In real money terms, that cheapest ticket will be £7 more expensive than five years ago. In any case, like most of the changes next season, the movement is marginal and hardly seems worth protests and the organisation of mass walk-outs as though the club had been transported back to the Hicks and Gillett era.
That £77 makes for a strong rallying cry, though. It has also led to more than a few spurious comparisons that have further riled many people up. Comparisons have in particular been made to the German clubs, fans pointing to Bayern Munich’s desire to keep ticket prices down and that Dortmund’s most loyal support pays €16-20.
Little is made of the fact that Bayern’s most expensive single tickets run to €70 and Dortmund’s to €65, while those cheap supporters’ tickets are standing tickets on the yellow wall. By comparison, the Kop runs from £30 to £48 depending on location and opponent in the Premier League.

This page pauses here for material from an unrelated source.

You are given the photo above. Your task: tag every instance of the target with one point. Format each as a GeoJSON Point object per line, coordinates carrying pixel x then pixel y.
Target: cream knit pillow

Those prices are undoubtedly higher than in supporters sections in Germany—much higher—but next season won’t see them rising dramatically. Or at all in many cases. Plus, they’re seats, meaning the Kop has a far lower density of tickets that can be sold than the German clubs with safe standing do.
For a significant reduction of costs for supporters in England, safe standing would have to be introduced—something many Liverpool fans remain against. Their reasons are understandable, but the financial reality of not having safe standing in England makes ticket price comparisons to supporters’ sections in Germany useless.
"We’re right behind the action of Spion Kop 1906," read a statement from Spirt of Shankly on Saturday's planned walkout. "We need to stand together, all supporters, or prices will never change. We will also be announcing action for supporters not at the match or unable to take part."
Rising costs for the best seats at Anfield, and the sticker shock of £77 tickets, have clearly gone over terribly with fans. There’s no doubt, too, that football in England has largely priced out grassroots support over the years—and the negative impact this has had on matchday atmosphere league-wide is hard to overstate.
There are very real issues surrounding high ticket prices and access in England. Having the top end seats, seats already targeted at the so-called prawn sandwich brigade, rise to £77 in part to fund freezes and decreases elsewhere—including 1,000 cheap tickets per league match and subsidies for young, local supporters—doesn’t seem as though it should be the rallying point.
Perhaps, though, now that it has become something of one, the end results will be positive for fans league-wide and not simply become an excuse for a round of chanting "Yanks Out" because a few seats already well beyond the reach of most fans just got more expensive.